On the other end of the spectrum, the top five spots were claimed by Japanese automakers, with the top three all coming from Toyota. Scion took top honors, followed by Toyota, then Lexus, and rounded out by Mazda in fourth and Subaru in fifth. Out of 27 vehicles in Toyota’s lineup, 16 earned the highest rating possible in the survey.
Audi is creeping up the ranks, placing in at eighth, representing the top German automaker on the list, even beating some some Asian companies such as Kia and Nissan.

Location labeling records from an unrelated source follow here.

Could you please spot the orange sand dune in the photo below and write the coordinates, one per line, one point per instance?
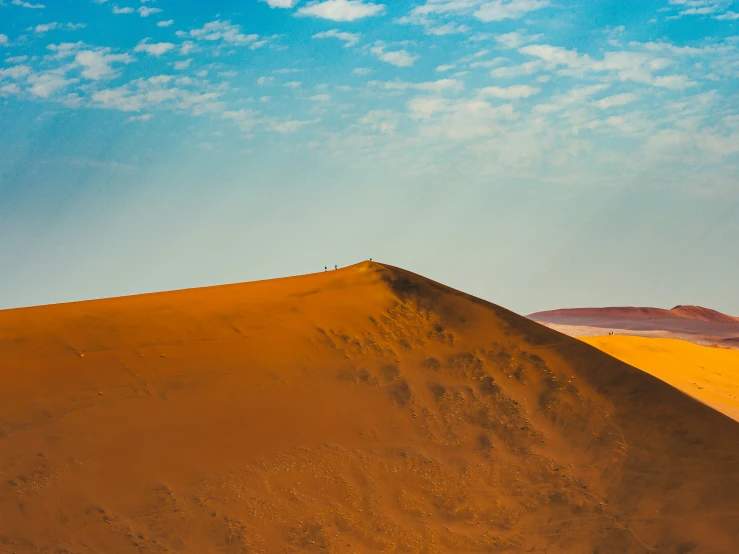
(691, 323)
(360, 410)
(709, 374)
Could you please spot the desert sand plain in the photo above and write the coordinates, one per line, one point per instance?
(361, 410)
(692, 348)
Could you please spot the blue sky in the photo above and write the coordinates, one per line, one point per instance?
(536, 153)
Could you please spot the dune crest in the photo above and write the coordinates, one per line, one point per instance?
(361, 410)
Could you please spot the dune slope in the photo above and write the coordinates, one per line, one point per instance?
(709, 374)
(691, 323)
(360, 410)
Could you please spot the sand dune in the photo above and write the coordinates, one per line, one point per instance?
(709, 374)
(360, 410)
(691, 323)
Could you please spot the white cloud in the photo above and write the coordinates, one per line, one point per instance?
(154, 48)
(616, 100)
(29, 5)
(398, 58)
(281, 3)
(156, 91)
(527, 68)
(384, 121)
(245, 119)
(145, 11)
(46, 84)
(574, 97)
(96, 64)
(515, 39)
(447, 29)
(342, 10)
(638, 67)
(498, 10)
(510, 93)
(429, 86)
(460, 119)
(11, 88)
(45, 27)
(222, 31)
(142, 117)
(183, 64)
(187, 47)
(15, 72)
(285, 126)
(350, 39)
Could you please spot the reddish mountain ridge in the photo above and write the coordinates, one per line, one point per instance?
(697, 313)
(693, 323)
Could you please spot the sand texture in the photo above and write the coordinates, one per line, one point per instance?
(361, 410)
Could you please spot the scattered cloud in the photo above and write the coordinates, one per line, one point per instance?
(342, 10)
(28, 5)
(145, 11)
(142, 117)
(398, 58)
(98, 64)
(45, 85)
(221, 31)
(281, 3)
(154, 48)
(498, 10)
(616, 100)
(509, 93)
(429, 86)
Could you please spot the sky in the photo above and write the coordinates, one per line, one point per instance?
(539, 154)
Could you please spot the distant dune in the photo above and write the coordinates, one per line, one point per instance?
(692, 323)
(709, 374)
(361, 410)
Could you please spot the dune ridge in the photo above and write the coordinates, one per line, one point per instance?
(361, 410)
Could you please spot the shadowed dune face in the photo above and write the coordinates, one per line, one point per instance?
(708, 374)
(360, 410)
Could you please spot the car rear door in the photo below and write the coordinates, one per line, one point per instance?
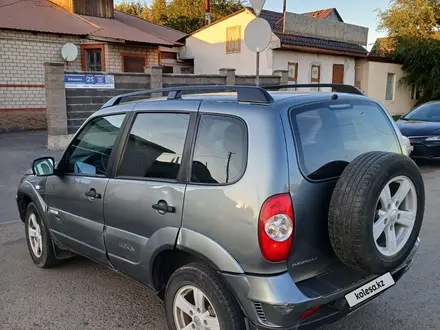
(144, 200)
(75, 193)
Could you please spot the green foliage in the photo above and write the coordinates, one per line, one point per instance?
(421, 64)
(183, 15)
(410, 18)
(138, 8)
(413, 40)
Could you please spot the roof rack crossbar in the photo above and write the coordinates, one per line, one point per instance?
(339, 88)
(251, 94)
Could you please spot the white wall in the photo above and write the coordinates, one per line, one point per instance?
(306, 60)
(374, 82)
(208, 49)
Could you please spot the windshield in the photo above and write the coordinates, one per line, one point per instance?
(425, 112)
(329, 135)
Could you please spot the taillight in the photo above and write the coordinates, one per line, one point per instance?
(276, 228)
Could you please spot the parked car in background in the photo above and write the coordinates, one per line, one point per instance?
(251, 210)
(422, 127)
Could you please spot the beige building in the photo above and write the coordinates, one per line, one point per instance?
(34, 32)
(379, 77)
(313, 47)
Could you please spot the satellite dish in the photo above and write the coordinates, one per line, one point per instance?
(69, 52)
(257, 35)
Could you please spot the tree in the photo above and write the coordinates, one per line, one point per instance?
(183, 15)
(411, 18)
(413, 40)
(159, 12)
(421, 64)
(138, 8)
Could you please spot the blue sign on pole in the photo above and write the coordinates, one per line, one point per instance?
(98, 81)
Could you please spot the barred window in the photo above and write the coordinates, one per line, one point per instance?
(233, 39)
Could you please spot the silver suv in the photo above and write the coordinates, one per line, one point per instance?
(245, 209)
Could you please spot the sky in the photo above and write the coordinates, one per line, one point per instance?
(358, 12)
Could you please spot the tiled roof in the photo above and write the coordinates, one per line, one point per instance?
(324, 13)
(276, 21)
(45, 16)
(294, 40)
(112, 28)
(160, 31)
(41, 16)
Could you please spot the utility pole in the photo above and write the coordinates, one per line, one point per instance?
(207, 12)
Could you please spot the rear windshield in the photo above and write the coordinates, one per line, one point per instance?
(330, 135)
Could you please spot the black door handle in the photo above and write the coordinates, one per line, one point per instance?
(93, 194)
(163, 207)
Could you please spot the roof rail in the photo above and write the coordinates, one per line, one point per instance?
(251, 94)
(339, 88)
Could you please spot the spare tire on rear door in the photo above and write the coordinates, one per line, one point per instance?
(376, 211)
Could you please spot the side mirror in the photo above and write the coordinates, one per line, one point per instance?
(43, 166)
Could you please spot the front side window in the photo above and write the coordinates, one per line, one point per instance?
(155, 146)
(391, 77)
(89, 154)
(221, 150)
(330, 135)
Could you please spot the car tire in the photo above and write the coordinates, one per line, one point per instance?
(195, 279)
(361, 205)
(38, 239)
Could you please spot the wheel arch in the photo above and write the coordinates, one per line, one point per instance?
(190, 246)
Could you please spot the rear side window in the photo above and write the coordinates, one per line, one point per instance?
(330, 135)
(155, 146)
(221, 150)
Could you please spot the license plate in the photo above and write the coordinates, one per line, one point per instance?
(370, 289)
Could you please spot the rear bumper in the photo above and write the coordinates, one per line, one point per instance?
(276, 302)
(426, 150)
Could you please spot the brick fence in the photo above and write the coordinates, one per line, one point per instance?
(67, 109)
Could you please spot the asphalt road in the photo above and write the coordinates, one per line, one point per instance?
(84, 295)
(17, 151)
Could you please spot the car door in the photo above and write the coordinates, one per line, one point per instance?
(144, 201)
(75, 193)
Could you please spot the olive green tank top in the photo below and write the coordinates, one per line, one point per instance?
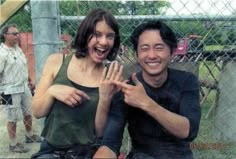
(66, 126)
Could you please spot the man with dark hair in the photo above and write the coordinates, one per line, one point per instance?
(15, 93)
(159, 104)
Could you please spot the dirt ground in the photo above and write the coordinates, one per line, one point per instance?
(4, 139)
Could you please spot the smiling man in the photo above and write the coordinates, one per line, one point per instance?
(159, 104)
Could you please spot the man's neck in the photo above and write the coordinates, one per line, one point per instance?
(156, 81)
(10, 45)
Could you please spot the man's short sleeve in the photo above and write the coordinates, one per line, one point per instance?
(190, 104)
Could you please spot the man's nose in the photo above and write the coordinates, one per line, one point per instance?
(103, 40)
(152, 53)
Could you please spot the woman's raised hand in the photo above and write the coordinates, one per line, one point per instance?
(68, 95)
(114, 73)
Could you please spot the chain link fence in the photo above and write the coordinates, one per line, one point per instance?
(206, 32)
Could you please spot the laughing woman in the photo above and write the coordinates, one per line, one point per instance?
(75, 91)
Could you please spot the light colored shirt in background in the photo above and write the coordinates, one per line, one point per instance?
(13, 70)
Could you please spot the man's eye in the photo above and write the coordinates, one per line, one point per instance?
(97, 35)
(144, 49)
(159, 48)
(111, 36)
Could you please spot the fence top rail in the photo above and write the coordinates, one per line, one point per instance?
(163, 17)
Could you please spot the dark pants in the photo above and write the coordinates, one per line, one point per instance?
(74, 152)
(163, 155)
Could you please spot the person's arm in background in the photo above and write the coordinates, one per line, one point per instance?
(46, 92)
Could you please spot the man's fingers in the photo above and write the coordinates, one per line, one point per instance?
(104, 72)
(110, 69)
(135, 79)
(82, 94)
(121, 84)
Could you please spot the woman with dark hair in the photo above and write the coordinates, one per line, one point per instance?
(74, 92)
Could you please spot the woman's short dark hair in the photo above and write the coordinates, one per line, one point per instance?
(167, 35)
(88, 28)
(5, 30)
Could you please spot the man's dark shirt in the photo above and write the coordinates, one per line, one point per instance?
(179, 94)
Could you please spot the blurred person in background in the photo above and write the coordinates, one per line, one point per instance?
(14, 87)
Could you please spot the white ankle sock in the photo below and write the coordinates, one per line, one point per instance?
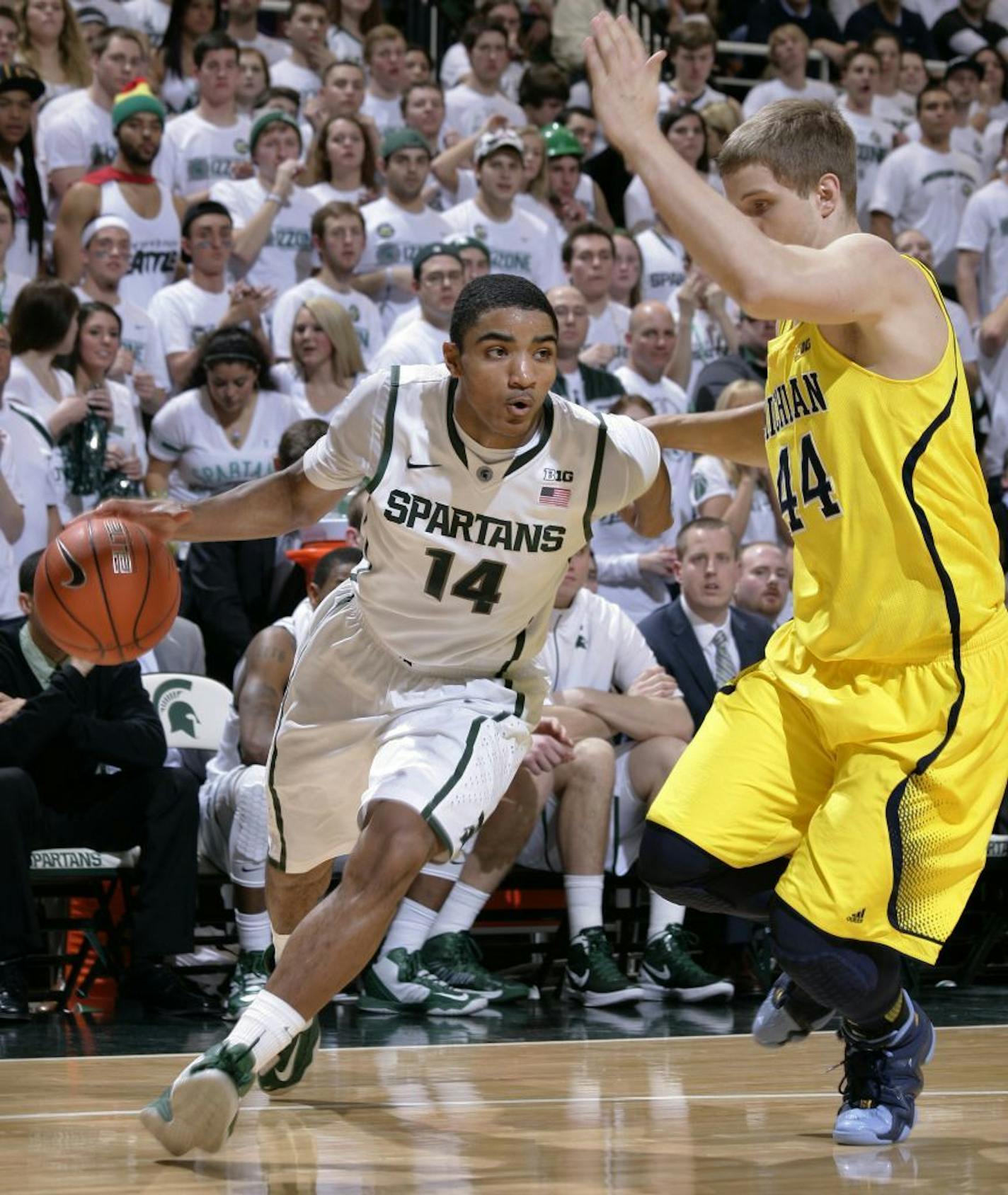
(584, 901)
(410, 927)
(253, 930)
(663, 912)
(460, 910)
(269, 1026)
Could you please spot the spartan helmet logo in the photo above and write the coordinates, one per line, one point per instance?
(170, 698)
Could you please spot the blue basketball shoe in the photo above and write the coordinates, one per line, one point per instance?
(882, 1082)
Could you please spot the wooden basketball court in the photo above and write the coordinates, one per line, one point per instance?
(682, 1115)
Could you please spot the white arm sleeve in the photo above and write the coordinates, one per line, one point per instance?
(351, 448)
(630, 465)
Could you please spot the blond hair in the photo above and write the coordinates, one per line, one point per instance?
(338, 328)
(798, 142)
(742, 392)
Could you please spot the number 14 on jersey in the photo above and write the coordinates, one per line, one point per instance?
(816, 484)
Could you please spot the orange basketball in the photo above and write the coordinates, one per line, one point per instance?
(107, 590)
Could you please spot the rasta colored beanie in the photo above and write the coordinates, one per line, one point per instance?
(135, 97)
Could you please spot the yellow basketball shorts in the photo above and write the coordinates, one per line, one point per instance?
(881, 784)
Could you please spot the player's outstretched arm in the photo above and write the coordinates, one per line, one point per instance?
(270, 505)
(768, 280)
(736, 434)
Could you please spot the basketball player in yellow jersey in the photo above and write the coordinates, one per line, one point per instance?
(844, 789)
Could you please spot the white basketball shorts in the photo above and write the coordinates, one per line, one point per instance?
(359, 726)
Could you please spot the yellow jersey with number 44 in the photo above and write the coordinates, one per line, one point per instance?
(895, 547)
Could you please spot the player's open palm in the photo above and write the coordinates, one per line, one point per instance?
(161, 517)
(624, 79)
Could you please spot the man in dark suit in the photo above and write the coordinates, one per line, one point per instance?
(233, 590)
(64, 724)
(705, 642)
(700, 637)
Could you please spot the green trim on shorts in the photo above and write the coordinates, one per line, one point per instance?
(389, 428)
(280, 864)
(460, 767)
(596, 474)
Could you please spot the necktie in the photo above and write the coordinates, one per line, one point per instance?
(724, 670)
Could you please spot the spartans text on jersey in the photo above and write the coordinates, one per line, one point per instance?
(408, 509)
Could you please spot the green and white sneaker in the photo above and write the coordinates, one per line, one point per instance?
(248, 981)
(293, 1061)
(455, 960)
(399, 983)
(668, 971)
(592, 976)
(198, 1110)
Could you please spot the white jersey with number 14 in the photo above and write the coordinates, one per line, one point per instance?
(464, 551)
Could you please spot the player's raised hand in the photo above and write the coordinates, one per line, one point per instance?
(624, 80)
(161, 517)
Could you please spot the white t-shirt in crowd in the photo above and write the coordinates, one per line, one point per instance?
(667, 398)
(985, 231)
(286, 257)
(363, 314)
(963, 140)
(466, 110)
(154, 243)
(523, 244)
(664, 264)
(418, 343)
(76, 132)
(874, 137)
(394, 238)
(773, 90)
(201, 153)
(271, 48)
(40, 474)
(611, 326)
(344, 45)
(711, 481)
(302, 79)
(387, 114)
(921, 188)
(187, 433)
(151, 17)
(184, 314)
(325, 193)
(8, 564)
(898, 110)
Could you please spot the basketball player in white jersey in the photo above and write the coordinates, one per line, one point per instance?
(411, 702)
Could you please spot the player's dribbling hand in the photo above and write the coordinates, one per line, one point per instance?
(624, 80)
(163, 518)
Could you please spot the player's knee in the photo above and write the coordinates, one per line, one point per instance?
(398, 842)
(835, 972)
(668, 861)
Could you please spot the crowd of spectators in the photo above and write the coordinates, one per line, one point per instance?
(214, 222)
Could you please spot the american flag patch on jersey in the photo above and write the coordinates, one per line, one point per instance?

General Motor’s Cadillac division is the highest ranked domestic automaker on the list, finding itself in the eleventh spot, with GMC coming in at twelfth and Chevy at fifteenth, all moving up from last year. GM was the only domestic automaker to gain any position, as Chrysler, Jeep, and Dodge, along with Ford, all moved down the reliability list.
Compared to five years ago, Consumer Reports auto test director Jake Fisher says that the problems in our vehicles are mostly electronic based, where as they used to be engine, transmission or vehicle hardware issues.
The data used in this reliability study is collected from Consumer Reports subscribers, and asks them to list any serious problems they’ve had with their vehicles in the prior 12 months. Over 800,000 responses came in that covered 1.2 million vehicles from the 2010 to 2012 model years.